The Portland City Council has passed the nation’s strictest ban on facial recognition technology, barring the use of the software by city bureaus and restricting its use by private businesses.
The ban prohibits city agencies from using facial recognition technology, something cities including Oakland, San Francisco and the Boston suburb of Somerville have also done amid concerns over infringement of people’s privacy and bias in the algorithms.
Portland’s rule will also restrict use of the technology by the private sector, a first in the nation.
The private sector ban bars businesses from using facial recognition technology in public areas within Portland city limits. For example, a private business could not have a camera equipped with the technology capturing people on a public sidewalk.

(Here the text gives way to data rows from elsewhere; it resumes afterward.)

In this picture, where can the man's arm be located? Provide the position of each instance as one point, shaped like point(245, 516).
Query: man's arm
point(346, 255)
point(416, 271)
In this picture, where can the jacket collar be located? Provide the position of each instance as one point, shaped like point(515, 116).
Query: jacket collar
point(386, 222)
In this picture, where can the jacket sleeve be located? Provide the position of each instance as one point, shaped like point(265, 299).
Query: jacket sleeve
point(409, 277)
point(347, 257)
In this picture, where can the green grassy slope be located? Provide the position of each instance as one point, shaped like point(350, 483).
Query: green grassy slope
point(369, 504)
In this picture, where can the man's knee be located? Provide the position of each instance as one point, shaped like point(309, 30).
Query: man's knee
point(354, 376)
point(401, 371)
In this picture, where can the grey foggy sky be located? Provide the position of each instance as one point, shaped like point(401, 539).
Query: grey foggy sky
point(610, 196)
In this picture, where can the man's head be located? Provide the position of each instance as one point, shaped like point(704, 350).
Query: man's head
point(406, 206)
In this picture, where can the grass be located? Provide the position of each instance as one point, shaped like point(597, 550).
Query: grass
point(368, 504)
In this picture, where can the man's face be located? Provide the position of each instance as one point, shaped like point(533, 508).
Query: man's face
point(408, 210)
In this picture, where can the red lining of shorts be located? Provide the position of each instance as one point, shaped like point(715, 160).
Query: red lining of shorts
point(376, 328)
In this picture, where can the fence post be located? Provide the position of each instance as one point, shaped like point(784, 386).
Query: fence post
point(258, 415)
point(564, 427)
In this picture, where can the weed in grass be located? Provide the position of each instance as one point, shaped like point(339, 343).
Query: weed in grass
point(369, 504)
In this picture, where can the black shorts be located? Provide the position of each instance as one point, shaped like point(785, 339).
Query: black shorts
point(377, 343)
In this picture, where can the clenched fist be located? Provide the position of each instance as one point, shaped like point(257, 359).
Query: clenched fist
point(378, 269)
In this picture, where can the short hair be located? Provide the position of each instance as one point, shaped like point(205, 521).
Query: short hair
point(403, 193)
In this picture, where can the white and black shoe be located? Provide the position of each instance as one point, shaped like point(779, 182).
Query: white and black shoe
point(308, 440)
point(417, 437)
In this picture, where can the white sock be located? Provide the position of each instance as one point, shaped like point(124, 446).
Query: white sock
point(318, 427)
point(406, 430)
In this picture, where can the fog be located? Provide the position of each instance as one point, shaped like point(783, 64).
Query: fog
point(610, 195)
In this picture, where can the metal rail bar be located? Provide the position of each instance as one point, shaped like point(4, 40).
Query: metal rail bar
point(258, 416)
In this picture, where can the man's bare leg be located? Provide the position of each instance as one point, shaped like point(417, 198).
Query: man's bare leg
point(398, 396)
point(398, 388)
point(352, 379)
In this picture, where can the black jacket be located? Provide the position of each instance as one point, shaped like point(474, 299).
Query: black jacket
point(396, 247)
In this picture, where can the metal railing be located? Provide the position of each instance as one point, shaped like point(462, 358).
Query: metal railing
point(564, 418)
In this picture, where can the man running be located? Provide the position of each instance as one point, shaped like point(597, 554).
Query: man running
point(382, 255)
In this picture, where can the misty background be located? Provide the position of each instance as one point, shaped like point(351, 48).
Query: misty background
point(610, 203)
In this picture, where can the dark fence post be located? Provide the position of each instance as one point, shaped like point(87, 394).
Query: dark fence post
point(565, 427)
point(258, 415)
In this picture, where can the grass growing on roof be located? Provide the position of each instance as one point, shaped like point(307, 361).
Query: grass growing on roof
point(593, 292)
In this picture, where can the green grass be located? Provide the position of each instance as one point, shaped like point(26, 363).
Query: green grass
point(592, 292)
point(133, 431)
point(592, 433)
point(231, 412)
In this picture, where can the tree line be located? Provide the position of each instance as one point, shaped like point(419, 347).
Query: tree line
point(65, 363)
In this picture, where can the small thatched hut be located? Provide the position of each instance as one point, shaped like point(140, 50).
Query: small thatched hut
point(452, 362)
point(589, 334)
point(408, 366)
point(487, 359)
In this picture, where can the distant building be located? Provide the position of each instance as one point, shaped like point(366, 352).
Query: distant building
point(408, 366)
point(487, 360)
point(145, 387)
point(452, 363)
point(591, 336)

The facial recognition ban, introduced jointly by Mayor Ted Wheeler and Commissioner Jo Ann Hardesty Wednesday, passed unanimously.
“We own our privacy,” Hardesty said before voting. “And it’s our obligation to make sure that we’re not allowing people to gather it up secretly and sell it for profit or fear-based activity.”
Hardesty had championed the policy since last fall when the council took its first steps to enact the far-reaching ban with a work session led by Smart City PDX and Portland’s Office of Equity and Human Rights. Hardesty said at the time she began thinking about limiting private sector use after learning that Amazon had sold its facial recognition program to the Washington County Sheriff’s Office, which allowed police to identify suspects from surveillance footage or photographs. The Portland Police have said they do not use facial recognition technology.
In the months since the idea was first introduced, all commissioners had gotten on board. In their remarks, each noted the far-reaching ban would likely draw attention from across the U.S.
“Let’s be clear,” said Commissioner Amanda Fritz. “This will be a nationally recognized policy.”
City leaders have framed banning the technology in the public and private domain as necessary to protect Portlanders' right to privacy. The software relies on gathering biometric information, which could potentially be stored and sold. According to Judith Mowry, senior policy advisor at the Office of Equity and Human Rights who updated the council Wednesday, this information is not legally protected in Oregon.
During public testimony, a majority of the 20 or so people who testified urged the council to adopt the ban. Some noted it was impossible for them to consent to have their data collected.
“The opposition to these bans will say (facial recognition technology) could be good, that we need to wait to see if this can be made better, that the algorithm can be made perfect,” said Darren Golden. “All of that is wrong. You can not consent to having your facial data taken by camera on any public access way. Ever. You just can’t.”
City leaders say the rules are also necessary to protect communities of color. The technologies have been found to use algorithms biased against women and people of color. An MIT study in 2018 found software has an error rate of 0.8 percent for light-skinned men. It found an error rate of 34.7 percent for dark-skinned women.
“All Portlanders, and frankly all people, are entitled to a city government that will not use technology with a demonstrated gender and racial bias which endangers personal privacy,” Wheeler said.
The policy change attracted the attention of several business groups, which pushed for the council to narrow the ban and carve out exceptions for specific sectors. The Oregon Bankers Association wrote a letter to the city, for example, saying facial recognition technology has “an important role to play in keeping our banks and their customers and employees safe.” They asked city leaders to consider an exception for banks and issue a moratorium instead of a ban. The Portland Business Alliance had also pushed for more targeted restrictions.
“The Alliance encourages you to design any proposal to focus on the inappropriate uses of a technology, and not an outright ban,” read a letter signed by Jon Isaacs, the chamber’s vice president of government affairs, and Skip Newberry, president of the Technology Association of Oregon. “Banning specific technologies can be a fast and slippery slope leading to more bans on technologies that government officials do not yet fully understand.”
Brain Hofer, executive director of nonprofit Secure Justice, drafted facial recognition bans for the San Francisco Bay area and urged the council to pass the bans as structured and not give way to people calling for a temporary moratorium to test the waters.
“The moratorium folks would like us to believe that this tool could be used appropriately in narrow circumstances,” he said. “No tool this versatile has ever been successfully confined to one or two uses for very long. Mission creep is a historical reality.”
The ban on use by city agencies will be put into effect immediately. The prohibition on private use will take effect Jan. 1, 2021.